O elenco que interage com ela está muito bem. Alan Rocha em destaque no papel do
jornalista, Linn da Quebrada como Bibiana, amiga e vizinha trans que a ajuda,
Thawan Lucas, o menino Marcinho da favela, que carrega pacotes, ganha uns
trocados, comida e o afeto dela, enquanto se insere no tráfico, consumindo
drogas e portando armas.
O
filme tem como um dos produtores Breno Silveira, que seria o diretor, mas
faleceu de mal súbito no início das filmagens de “Vitória”, que acabou sendo
dirigido, com muito talento, pelo genro de Fernanda, Andrucha Waddington. Mais um belo produto do cinema brasileiro
atual, que cresce a olhos vistos.
LOUCOS
POR CINEMA! (Spectateurs!). França, 2024.

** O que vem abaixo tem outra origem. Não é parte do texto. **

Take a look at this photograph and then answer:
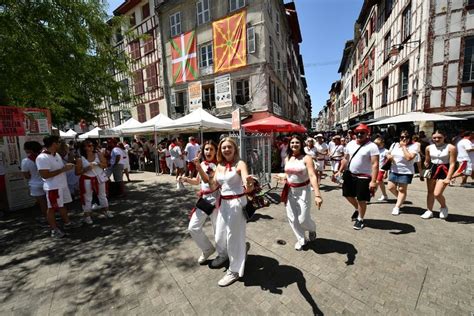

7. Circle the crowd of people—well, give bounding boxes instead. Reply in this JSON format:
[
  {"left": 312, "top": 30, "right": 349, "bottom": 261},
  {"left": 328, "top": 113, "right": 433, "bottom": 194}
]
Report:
[{"left": 2, "top": 124, "right": 474, "bottom": 286}]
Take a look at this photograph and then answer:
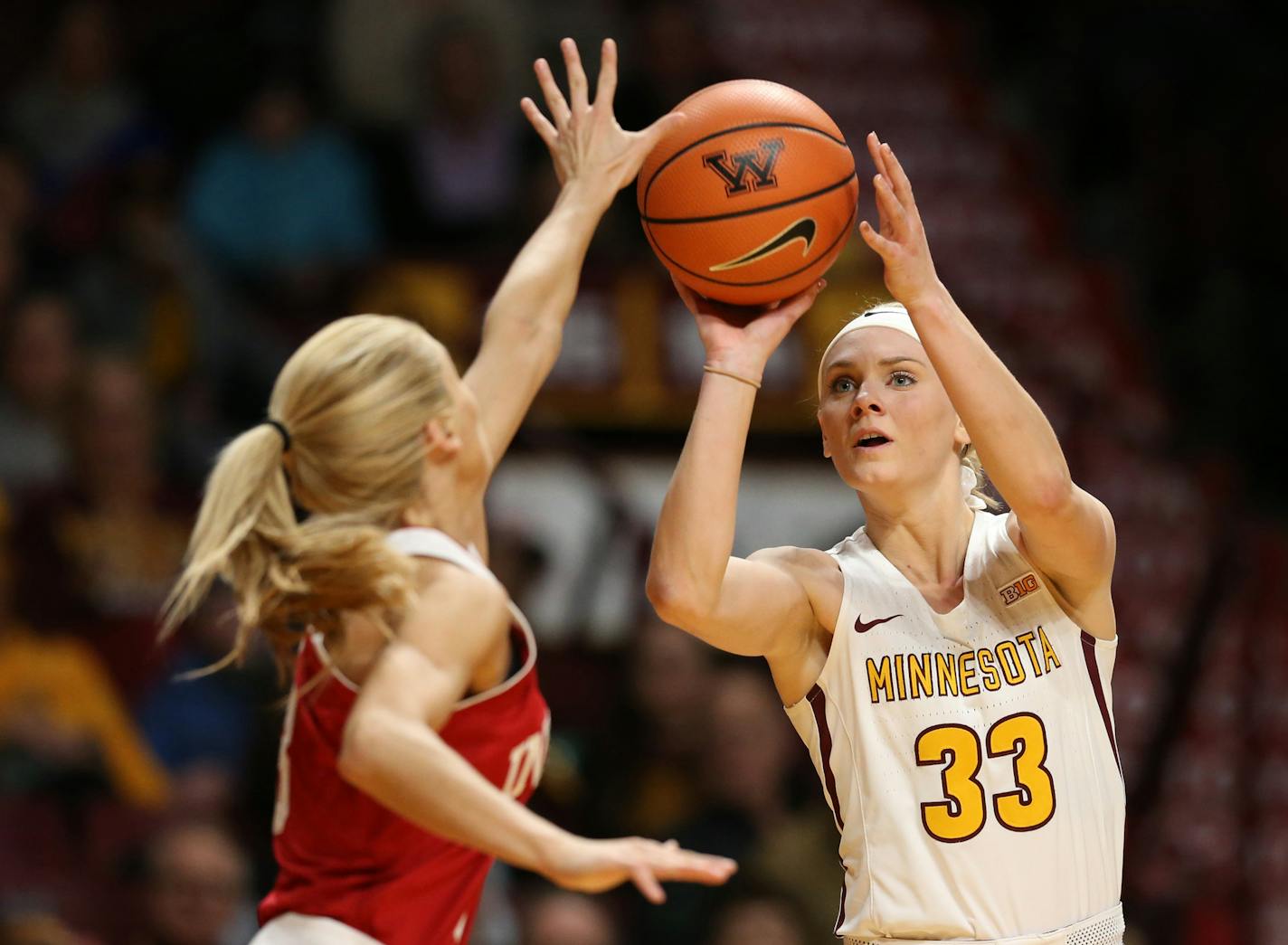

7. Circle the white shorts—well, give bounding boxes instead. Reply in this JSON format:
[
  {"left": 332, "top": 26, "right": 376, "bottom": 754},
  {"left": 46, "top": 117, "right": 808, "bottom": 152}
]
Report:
[
  {"left": 250, "top": 912, "right": 380, "bottom": 945},
  {"left": 845, "top": 903, "right": 1126, "bottom": 945}
]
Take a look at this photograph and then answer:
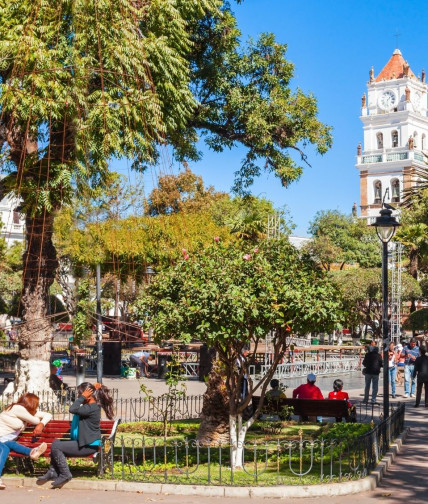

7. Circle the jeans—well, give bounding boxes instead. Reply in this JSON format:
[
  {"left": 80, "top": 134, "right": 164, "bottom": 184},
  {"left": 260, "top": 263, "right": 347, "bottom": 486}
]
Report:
[
  {"left": 364, "top": 374, "right": 379, "bottom": 402},
  {"left": 0, "top": 441, "right": 31, "bottom": 477},
  {"left": 416, "top": 382, "right": 428, "bottom": 406},
  {"left": 388, "top": 366, "right": 397, "bottom": 395},
  {"left": 404, "top": 364, "right": 416, "bottom": 395},
  {"left": 51, "top": 439, "right": 99, "bottom": 478}
]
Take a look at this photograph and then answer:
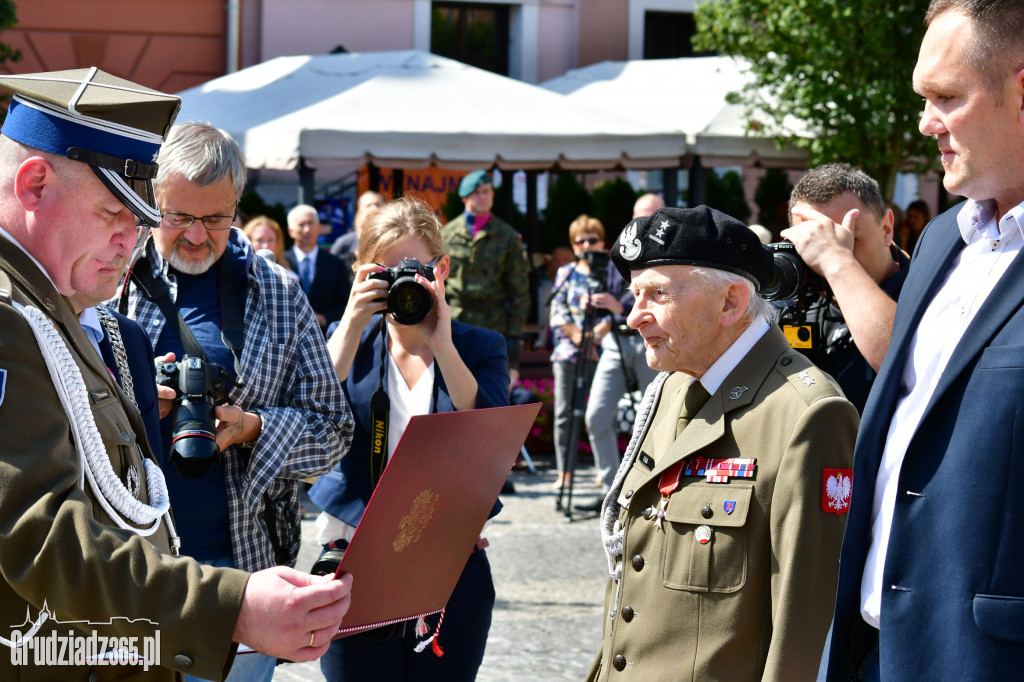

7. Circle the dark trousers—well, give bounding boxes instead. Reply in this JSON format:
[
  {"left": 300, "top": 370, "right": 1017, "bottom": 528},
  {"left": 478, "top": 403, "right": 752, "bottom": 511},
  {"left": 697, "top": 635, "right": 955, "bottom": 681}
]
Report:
[{"left": 321, "top": 550, "right": 495, "bottom": 682}]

Diretor: Arnaud Desplechin.
Elenco: Mathieu Amalric, Salif Cisse, Sam Chemoul, Sandra Laugier,
Françoise Lebrun. 88 min.
Os cinéfilos,
frequentadores habituais das salas de cinema, geralmente gostam de assistir a
filmes que tratam de cinema. Por que a cinefilia é uma paixão, um encantamento
com a magia da imagem em movimento projetada numa tela grande. “Loucos por
Cinema!” é um desses filmes que celebram a sétima arte, do ponto de vista dos
espectadores.
O que
é essa paixão? Como ela se
estabelece? O que é importante no ato de
ver os filmes no cinema? Qual o seu
significado para os diferentes tipos de espectadores, com diversas inclinações
e preferências? O lugar na sala é muito
importante? Por quê?
Questões
como essas vão aparecendo, enquanto um personagem, Paul Dedalus, espectador,
avança na experiência de frequentar as salas de cinema, entender e se
aprofundar na arte cinematográfica, ao longo do tempo e nas diferentes idades.
Inspirado pela própria experiência do diretor Arnaud Desplechin enquanto
espectador, ao menos como referência geral, não como paradigma.
A
descoberta da sala de cinema, que sempre foi arrebatadora para as crianças,
hoje é precedida pela oportunidade de ver filmes na TV, no computador, no
celular. Mesmo assim a experiência é
outra, não se compara. É por aí que “Loucos pelo Cinema!” caminha, mencionando,
citando filmes, comentando alguns, entrevistando espectadores. Abordando,
inclusive, o hábito de ver cinema na TV.
Produz assim um híbrido de ficção e documentário.
No
filme, quando o cinema se faz história e paixão, a coisa flui muito bem. Quando focaliza alguns filmes como “Shoah”,
de Claude Lanzmann, com suas 9 horas e meia de projeção, o interesse cai, a
cena se dispersa, porque a sensação de compartilhamento é mais difícil, mais
específica. Particulariza-se o que
deveria continuar amplo e geral, a meu ver.
O conjunto da obra, no entanto, se salva. Claro, especialmente para os cinéfilos. Que também vão gostar de ver Mathieu Amalric,
ainda que num pequeno papel, como participação especial.